- The XBox line isn't exactly a sidelined product.
- Surface Pro is loved by those who use it, and many (including me) think it is a product whose time is only just arriving. It is the closest we've come yet to being able to go truly paperless, especially as a student.
- OneNote is the best note-taking app on the planet, the only limitation being it's lack of broad device support.
- Office 365 with documents stored on Skydrive ROCKS. It is like GDocs, except with more features and not totally sucking. Full real time collaborative edits would be nice, but I'll take the ability to work on and generate .docx / .xlsx files without munging them up any day*.
Let's also not forget that even after decades, Excel and Word are light years ahead of anything else that has attempted to challenge them.
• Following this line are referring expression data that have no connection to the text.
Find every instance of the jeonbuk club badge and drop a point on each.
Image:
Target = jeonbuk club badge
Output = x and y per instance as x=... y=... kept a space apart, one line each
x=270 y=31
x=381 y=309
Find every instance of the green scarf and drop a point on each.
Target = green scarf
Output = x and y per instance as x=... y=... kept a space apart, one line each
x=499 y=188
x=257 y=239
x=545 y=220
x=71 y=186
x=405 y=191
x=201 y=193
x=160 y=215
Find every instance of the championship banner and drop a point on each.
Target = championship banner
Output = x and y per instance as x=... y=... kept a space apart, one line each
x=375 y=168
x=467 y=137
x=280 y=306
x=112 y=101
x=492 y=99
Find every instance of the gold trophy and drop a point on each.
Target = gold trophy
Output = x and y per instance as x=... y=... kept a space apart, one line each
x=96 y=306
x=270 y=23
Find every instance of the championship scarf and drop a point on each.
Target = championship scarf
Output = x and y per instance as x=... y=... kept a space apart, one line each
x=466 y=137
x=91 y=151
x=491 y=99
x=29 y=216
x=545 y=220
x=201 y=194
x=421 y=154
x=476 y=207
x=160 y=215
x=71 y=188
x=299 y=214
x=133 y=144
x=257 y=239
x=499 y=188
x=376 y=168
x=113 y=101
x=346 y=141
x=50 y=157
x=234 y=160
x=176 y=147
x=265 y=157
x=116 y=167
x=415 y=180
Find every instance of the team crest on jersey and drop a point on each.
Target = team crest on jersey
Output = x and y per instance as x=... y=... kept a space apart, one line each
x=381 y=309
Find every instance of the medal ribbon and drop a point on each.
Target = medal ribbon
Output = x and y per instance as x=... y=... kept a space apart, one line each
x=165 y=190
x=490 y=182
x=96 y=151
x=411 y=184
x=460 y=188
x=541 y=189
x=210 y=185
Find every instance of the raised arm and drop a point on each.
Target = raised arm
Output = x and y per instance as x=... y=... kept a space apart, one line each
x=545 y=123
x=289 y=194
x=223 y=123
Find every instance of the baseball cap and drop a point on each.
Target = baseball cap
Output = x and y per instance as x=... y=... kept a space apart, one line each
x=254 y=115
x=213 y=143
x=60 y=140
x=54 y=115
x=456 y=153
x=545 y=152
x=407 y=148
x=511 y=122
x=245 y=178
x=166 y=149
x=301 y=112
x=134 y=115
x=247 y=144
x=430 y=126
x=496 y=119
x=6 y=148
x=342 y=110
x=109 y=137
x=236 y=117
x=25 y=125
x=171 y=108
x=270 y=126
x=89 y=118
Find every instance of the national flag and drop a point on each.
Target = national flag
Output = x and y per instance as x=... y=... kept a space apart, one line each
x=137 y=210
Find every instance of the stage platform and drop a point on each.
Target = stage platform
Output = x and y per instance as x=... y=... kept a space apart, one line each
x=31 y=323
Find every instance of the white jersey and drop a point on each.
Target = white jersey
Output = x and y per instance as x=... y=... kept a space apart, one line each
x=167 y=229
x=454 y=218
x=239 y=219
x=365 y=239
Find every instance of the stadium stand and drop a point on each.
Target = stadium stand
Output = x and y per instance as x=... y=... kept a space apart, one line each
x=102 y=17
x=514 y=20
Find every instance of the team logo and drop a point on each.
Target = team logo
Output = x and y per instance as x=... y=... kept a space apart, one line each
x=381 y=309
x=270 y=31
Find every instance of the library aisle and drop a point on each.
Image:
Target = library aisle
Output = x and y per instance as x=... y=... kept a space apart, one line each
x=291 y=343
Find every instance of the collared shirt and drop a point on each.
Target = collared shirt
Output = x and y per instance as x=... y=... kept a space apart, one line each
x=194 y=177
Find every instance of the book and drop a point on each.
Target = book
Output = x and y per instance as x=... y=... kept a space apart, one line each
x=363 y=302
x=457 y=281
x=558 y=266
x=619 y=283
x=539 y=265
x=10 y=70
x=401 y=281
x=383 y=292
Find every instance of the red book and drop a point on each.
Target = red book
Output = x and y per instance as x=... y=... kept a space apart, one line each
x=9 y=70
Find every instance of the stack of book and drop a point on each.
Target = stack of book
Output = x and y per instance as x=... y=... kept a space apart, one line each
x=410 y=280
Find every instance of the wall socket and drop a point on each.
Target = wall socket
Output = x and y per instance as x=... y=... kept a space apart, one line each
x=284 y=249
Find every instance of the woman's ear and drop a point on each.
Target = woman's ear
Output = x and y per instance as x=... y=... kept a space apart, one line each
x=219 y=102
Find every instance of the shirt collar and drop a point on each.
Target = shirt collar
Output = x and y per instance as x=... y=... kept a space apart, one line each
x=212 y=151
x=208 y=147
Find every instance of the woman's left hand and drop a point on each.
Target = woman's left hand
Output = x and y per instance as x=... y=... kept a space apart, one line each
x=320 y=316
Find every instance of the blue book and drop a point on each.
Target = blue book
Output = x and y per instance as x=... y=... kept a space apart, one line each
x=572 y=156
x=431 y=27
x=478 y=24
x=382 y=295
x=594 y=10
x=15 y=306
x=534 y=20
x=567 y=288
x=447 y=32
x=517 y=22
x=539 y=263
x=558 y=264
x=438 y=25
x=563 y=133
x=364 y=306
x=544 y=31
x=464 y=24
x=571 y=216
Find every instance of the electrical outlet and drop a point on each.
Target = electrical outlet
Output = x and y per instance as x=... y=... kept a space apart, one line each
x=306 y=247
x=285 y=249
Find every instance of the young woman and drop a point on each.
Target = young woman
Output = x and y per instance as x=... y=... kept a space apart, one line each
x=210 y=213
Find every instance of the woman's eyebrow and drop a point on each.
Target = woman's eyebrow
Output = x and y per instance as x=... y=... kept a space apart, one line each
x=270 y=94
Sure, I have issues with some of their moves (I'm looking at you, Metro!), but I can't say, as a mature objective person, they anything they've done has totally ballsed things up to the point that I have to go running into the decrepit arms of OpenOffice.
Oh, and before you go off yelling "OMG shillz0r!!" I would like to point out that I have been around here a long, long time. I've earned my stripes. I use Linux daily, admin several servers, have a homebrew NAS running FreeBSD and did my share of M$ bashing. However, berating them as though their products aren't worth anything is just immature. Grow up.
Also, don't be coughing up the old argument "$other product is better than Microsoft's offering because my personal use case fits into its feature set!"
* And yes, the OOXML format is here to stay. It's what the vast majority of businesses use, so get used to it. It'd be nice if ODF was the standard, but then again, try creating ODF files in OpenOffice, editing them in AbiWord and back again a few times. ODF is no better at providing word processor agnosticism than is OOXML, and has the detraction that all the ODF word processors suck royally.